The 1H + Fibo indicates that the currenct spot level is at the 100% level.

So it looks like any negative surprise to the GDP data could easily cause the GBP to tank?!

Let’s all the be there later.

As the UK is also squarely looking at recovery and growth, data such as CPI, PPI and RPI becomes relevant on the radar screen.  CPI, PPI and RPI was schedule at 5:30pm Asia time.

I didn’t observe that much noise in the media but since it is a relevant data, I decided to place my straddle trade at 5:24pm with the following details: –

GBPUSD   –   1.5147   –   1.5167   –   1.5187

Spot was at 1.5167 and SLs at spot, Stop if Bid at 1.5187 and Stop if Offered at 1.5147

As it turned out CPI moved up slightly and market didn’t seem interested so at 6:18pm, I decided to square the position at 1.5210 for a trading profit of 23bps.

As this is a sensitive data for the Fed and the world, I decided to put on my straddle on three currencies as follows: –

EURUSD   –   1.1416   1.1436   -1.1456

GBPUSD   –   1.5427   1.5457   1.5497

USDJPY   –   117.90   –   118.26   –   118.56

Core CPI was slightly elevated, overall CPI was flat, jobless claims improved to 255K against forecast of 269K, and Empire state manufacturing came was weaker at -11.4 versus expectation of -7.3.
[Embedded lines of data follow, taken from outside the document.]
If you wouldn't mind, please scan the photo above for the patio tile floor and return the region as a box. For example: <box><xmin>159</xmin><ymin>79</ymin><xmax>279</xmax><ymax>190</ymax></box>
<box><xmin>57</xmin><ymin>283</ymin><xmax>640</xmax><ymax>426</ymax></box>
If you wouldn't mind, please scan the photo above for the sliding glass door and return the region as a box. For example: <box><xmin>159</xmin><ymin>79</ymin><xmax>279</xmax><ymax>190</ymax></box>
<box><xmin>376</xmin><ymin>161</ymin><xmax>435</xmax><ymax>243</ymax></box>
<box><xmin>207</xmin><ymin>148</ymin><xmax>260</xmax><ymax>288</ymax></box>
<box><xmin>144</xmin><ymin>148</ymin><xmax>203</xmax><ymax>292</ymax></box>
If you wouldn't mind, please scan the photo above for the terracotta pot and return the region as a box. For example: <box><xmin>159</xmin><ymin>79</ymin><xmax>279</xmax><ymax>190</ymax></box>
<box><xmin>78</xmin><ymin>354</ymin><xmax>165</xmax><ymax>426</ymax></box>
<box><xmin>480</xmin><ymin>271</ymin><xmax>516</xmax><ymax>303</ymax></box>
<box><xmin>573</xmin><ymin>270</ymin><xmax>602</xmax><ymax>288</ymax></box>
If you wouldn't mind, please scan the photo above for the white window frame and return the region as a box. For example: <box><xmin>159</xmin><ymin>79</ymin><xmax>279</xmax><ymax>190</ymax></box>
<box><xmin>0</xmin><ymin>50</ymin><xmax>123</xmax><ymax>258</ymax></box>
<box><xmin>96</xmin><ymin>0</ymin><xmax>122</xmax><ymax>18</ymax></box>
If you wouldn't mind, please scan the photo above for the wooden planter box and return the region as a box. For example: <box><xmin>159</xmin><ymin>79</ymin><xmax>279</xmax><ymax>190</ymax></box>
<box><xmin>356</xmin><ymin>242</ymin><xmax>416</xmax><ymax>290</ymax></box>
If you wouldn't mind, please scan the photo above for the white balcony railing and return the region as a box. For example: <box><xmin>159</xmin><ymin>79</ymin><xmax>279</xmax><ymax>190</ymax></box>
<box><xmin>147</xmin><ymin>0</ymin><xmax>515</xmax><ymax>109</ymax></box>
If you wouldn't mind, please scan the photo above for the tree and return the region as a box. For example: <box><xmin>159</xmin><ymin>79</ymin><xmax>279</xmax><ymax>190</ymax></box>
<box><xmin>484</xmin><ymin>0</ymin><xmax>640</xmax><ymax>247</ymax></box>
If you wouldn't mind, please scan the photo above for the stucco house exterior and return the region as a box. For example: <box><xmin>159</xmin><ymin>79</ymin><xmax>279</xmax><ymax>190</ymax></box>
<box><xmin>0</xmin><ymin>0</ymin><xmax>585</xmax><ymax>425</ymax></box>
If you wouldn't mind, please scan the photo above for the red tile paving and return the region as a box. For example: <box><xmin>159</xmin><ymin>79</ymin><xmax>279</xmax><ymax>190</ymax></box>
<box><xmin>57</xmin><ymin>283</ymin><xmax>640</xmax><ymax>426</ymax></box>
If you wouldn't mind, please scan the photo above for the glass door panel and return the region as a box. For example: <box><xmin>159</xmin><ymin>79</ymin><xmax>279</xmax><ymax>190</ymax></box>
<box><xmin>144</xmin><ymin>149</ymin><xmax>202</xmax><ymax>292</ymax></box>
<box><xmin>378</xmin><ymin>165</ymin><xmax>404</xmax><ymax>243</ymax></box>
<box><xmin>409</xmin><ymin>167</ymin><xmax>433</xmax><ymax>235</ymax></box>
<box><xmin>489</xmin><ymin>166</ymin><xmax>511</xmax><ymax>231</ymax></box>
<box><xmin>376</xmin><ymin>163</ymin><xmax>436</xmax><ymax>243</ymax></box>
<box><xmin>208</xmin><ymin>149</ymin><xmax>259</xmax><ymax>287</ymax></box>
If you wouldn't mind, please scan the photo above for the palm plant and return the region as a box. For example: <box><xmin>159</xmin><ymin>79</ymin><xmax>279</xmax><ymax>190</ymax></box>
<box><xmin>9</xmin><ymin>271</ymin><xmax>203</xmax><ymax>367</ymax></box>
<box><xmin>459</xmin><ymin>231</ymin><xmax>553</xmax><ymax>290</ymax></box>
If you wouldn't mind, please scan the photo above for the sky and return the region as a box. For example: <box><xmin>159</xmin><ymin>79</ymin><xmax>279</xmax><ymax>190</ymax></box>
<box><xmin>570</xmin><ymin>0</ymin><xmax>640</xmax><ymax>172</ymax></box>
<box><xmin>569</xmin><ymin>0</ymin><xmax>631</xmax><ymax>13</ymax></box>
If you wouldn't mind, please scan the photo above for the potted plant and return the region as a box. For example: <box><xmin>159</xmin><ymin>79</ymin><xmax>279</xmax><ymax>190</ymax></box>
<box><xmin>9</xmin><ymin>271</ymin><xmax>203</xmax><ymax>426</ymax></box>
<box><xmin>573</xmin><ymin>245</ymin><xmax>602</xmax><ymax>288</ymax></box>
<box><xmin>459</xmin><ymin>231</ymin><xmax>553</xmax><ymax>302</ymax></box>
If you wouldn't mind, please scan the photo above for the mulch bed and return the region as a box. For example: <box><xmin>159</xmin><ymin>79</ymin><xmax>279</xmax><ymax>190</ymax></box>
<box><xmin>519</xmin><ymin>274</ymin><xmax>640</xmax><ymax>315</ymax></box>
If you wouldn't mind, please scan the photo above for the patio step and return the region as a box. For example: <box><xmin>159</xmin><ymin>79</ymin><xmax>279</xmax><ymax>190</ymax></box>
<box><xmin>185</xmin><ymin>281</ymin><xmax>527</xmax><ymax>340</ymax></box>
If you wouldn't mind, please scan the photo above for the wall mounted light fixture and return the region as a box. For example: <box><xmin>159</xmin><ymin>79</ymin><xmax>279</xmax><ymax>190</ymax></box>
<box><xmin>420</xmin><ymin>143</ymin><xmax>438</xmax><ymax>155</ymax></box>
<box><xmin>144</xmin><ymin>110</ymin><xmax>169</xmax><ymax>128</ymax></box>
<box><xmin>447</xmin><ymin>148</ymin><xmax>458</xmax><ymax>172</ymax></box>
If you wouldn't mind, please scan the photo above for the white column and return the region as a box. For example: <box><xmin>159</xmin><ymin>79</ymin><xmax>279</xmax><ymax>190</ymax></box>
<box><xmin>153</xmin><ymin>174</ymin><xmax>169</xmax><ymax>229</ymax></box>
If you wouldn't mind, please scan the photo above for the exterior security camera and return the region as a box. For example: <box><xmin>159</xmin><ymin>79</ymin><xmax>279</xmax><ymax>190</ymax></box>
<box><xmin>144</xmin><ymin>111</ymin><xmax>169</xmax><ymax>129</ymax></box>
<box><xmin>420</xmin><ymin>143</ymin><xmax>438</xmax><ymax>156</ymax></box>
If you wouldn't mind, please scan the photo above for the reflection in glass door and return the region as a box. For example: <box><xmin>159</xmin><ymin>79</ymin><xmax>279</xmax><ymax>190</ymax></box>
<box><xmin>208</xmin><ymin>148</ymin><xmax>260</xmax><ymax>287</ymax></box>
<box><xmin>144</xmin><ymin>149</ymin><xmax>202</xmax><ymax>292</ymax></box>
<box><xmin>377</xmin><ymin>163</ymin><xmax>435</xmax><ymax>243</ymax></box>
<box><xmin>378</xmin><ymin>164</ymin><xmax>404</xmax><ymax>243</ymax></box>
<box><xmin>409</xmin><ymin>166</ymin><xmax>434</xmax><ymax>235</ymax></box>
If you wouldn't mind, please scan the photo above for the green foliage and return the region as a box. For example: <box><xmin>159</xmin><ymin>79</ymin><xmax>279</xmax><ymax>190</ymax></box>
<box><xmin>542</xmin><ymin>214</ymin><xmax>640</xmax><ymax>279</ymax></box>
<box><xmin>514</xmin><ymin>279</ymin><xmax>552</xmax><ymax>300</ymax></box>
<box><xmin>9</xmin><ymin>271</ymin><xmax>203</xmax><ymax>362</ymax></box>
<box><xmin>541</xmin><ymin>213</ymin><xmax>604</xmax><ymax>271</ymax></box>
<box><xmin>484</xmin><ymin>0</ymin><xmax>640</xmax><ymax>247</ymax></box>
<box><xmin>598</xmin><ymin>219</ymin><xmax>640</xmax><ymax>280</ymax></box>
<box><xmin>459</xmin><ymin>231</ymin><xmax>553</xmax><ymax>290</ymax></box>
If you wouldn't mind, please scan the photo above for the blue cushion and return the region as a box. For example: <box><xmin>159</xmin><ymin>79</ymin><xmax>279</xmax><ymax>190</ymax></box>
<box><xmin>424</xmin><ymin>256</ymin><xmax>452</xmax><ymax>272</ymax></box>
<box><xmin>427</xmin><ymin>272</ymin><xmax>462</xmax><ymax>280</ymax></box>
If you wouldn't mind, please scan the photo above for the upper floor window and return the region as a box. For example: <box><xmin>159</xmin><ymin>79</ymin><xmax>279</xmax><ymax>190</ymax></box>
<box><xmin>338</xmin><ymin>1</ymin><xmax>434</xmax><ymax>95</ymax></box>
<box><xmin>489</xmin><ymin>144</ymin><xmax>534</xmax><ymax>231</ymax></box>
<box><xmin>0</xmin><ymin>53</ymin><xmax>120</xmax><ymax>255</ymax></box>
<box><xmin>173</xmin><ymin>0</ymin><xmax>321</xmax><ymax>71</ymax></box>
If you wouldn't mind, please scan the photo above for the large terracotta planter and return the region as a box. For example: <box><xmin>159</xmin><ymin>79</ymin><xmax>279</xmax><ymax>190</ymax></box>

Overall, USD bias, but the market didn’t move very much.  I took out the GBPUSD order, leaving behind the EUR and JPY order.

Both the EUR and JPY orders were triggered on the Offered side.

I squared the EUR at 1.1370 and the JPY at 118.70 for a trading profit of 46bps for the EUR and a negligible 0.14 yen.

This is what I mean when the event or data is not expected to make the fx market volatile, this strategy of the straddle trade doesn’t really work well.  It needs the volatility.

CPI data for the UK is a hot data on the radar screen because BOE, Carney is watching CPI, GDP, employment, housing prices, etc in his decision to raise interest rates next year.

At 4:25pm, I decided to put my straddle trade on the GBPUSD as follows: –

GBPUSD   –   1.5300   –   1.5325   –   1.5350

Spot rate was 1.5325.

I squared the trade at 1.5245 for a trading profit of 55bps.  Not bad for half an hour’s work.